June Cohen has always been “hopelessly interested in everything.”
Travel, graphic design, theater, writing, web technology, journalism—June wants it all. In college, she changed her major several times before landing on political science, meanwhile completing full minors in human biology, African American studies, and anthropology. She has a seemingly natural ability to succeed at everything, and while it makes me jealous, it also raises the question: without the constraint of only being good at a few things, how does she get anything done?
“The wisest thing I found to do is to make a decision and lean into it. And to see how you feel...And if it feels like...something that feeds you and is working and speaking to you, lean into it. And if it isn’t, change course.”

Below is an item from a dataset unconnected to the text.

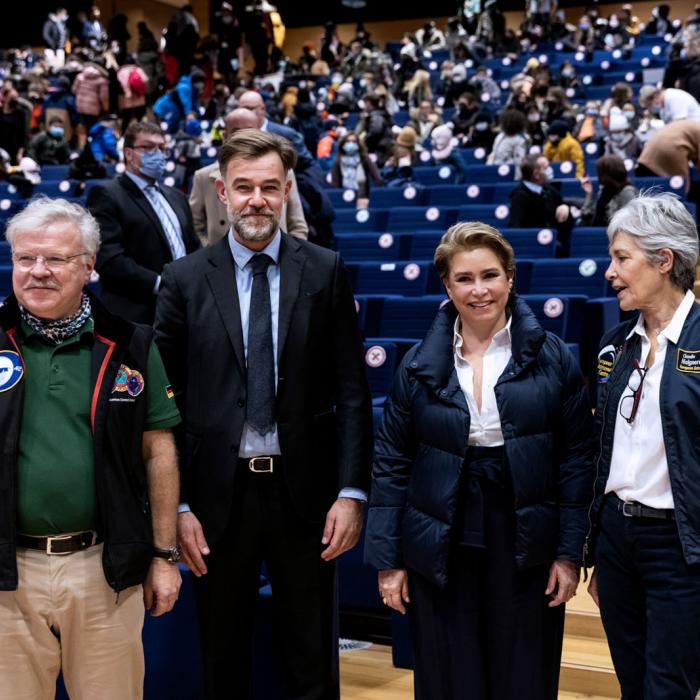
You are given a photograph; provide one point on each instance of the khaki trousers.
(63, 615)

This emphasis on making a decision applies not only to her career and personal pursuits, but to her role as a leader. During her time as one of the earliest employees of TED Talks, she believed that if the company was brave enough to take the talks from a private, remote conference and broadcast them to the world, they would be able to find a niche audience that would embrace the messages being presented.
“I think it is fair to say that I did not talk to a single person that genuinely thought it was good idea...that the idea of putting taped lectures online was just not something that could ever succeed. But for me, I really believed in it. I believed in the talks, I believed...in how I felt when I was sitting in a room listening to these talks...and I believed that the feeling could be transferred to video.”
We know how this story plays out. June stuck with her decision, despite all the naysayers, and TED Talks have since become wildly successful, with some of the most popular videos garnering billions of views. After ten years at TED, June felt that her work was done. Decision time: what did she want to do with her life?